EX-3.1 2 d304448dex31.htm EX-3.1 EX-3.1

Exhibit 3.1

STATE OF DELAWARE

AMENDED AND RESTATED CERTIFICATE OF INCORPORATION

OF

MANNING & NAPIER, INC.

 

 

ARTICLE I

The name of the corporation is Manning & Napier, Inc. (the “Corporation”).

ARTICLE II

The address of the Corporation’s registered office in the State of Delaware is 251 Little Falls Drive, Wilmington, Delaware 19808, County of New Castle. The name of its registered agent at such address is Corporation Service Company.

ARTICLE III

The nature of the business or the purpose to be conducted or promoted is to engage in any lawful act or activity for which corporations may be organized under the General Corporation Law of the State of Delaware (the “DGCL”).

ARTICLE IV

The aggregate number of shares of capital stock that the Corporation shall have authority to issue is 1,000 shares of common stock, par value $0.01 per share (the “Common Stock”).

ARTICLE V

In furtherance and not in limitation of the powers conferred by statute, the Board of Directors is expressly authorized to make, alter or repeal the By-laws of the Corporation, subject to any specific limitation on such power contained in any By-laws adopted by the stockholders. Elections of directors need not be by written ballot unless the By-laws of the Corporation so provide.

ARTICLE VI

A director of the Corporation shall not be personally liable to the Corporation or its stockholders for monetary damages for breach of fiduciary duty as a director, except for liability (i) for any breach of the director’s duty of loyalty to the Corporation or its stockholders, (ii) for acts or omissions not in good faith or which involve intentional misconduct or a knowing violation of law, (iii) under Section 174 of the General Corporation Law of Delaware, or (iv) for any transaction from which the director derived an improper personal benefit.
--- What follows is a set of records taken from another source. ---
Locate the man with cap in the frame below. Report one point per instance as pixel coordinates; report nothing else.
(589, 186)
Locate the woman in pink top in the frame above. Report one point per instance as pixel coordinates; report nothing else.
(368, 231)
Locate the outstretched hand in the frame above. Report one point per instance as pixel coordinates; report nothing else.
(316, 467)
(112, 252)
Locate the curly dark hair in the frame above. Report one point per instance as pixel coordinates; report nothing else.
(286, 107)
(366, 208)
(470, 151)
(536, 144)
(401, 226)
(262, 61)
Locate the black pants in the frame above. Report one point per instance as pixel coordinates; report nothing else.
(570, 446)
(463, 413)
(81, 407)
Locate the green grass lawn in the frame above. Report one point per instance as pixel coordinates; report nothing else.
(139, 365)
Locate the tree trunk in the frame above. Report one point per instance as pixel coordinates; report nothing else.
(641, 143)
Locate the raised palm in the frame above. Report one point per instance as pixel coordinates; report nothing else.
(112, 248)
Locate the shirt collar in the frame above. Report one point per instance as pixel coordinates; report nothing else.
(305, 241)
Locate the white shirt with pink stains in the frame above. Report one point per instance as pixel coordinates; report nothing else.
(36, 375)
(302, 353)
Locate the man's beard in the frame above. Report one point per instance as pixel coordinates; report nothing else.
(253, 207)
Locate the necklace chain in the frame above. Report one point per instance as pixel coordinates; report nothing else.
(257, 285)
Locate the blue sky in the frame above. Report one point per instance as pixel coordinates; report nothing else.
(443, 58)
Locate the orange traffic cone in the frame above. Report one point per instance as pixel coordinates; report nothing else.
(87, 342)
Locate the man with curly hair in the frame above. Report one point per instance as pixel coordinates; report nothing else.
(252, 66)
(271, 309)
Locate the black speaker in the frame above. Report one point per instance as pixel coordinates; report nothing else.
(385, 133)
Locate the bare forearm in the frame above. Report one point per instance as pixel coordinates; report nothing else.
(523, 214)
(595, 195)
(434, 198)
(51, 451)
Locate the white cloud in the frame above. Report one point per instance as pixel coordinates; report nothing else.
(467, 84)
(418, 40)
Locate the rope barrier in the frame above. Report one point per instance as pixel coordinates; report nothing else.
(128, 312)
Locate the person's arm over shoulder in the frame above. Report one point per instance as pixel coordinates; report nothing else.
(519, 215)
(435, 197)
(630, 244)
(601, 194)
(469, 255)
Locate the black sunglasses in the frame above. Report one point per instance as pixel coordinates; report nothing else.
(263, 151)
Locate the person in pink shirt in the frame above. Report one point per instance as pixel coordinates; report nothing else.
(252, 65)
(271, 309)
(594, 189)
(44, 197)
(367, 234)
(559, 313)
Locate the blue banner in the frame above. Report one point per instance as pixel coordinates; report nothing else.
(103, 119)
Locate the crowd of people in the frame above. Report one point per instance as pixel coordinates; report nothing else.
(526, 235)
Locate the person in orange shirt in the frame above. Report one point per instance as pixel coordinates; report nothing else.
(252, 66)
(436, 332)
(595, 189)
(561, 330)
If the General Corporation Law of Delaware is amended to authorize corporate action further eliminating or limiting the personal liability of directors, then the liability of a director of the Corporation shall


be eliminated or limited to the fullest extent permitted by the General Corporation Law of Delaware, as so amended. Any repeal or modification of this Article Seventh by the stockholders of the Corporation shall not adversely affect any right or protection of a director of the Corporation existing at the time of such repeal or modification.

ARTICLE VII

Each person who is or was a director or officer of the Corporation, and each person who serves or served at the request of the Corporation as a director or officer of another enterprise, shall be indemnified by the Corporation in accordance with, and to the fullest extent authorized by, the General Corporation Law of Delaware as it may be in effect from time to time.

ARTICLE VIII

The stockholders reserve the right to amend, alter, change or repeal any provision contained in this Certificate of Incorporation in the manner now or hereafter prescribed herein, and by the laws of the State of Delaware, and all rights conferred upon stockholders herein are granted subject to this reservation.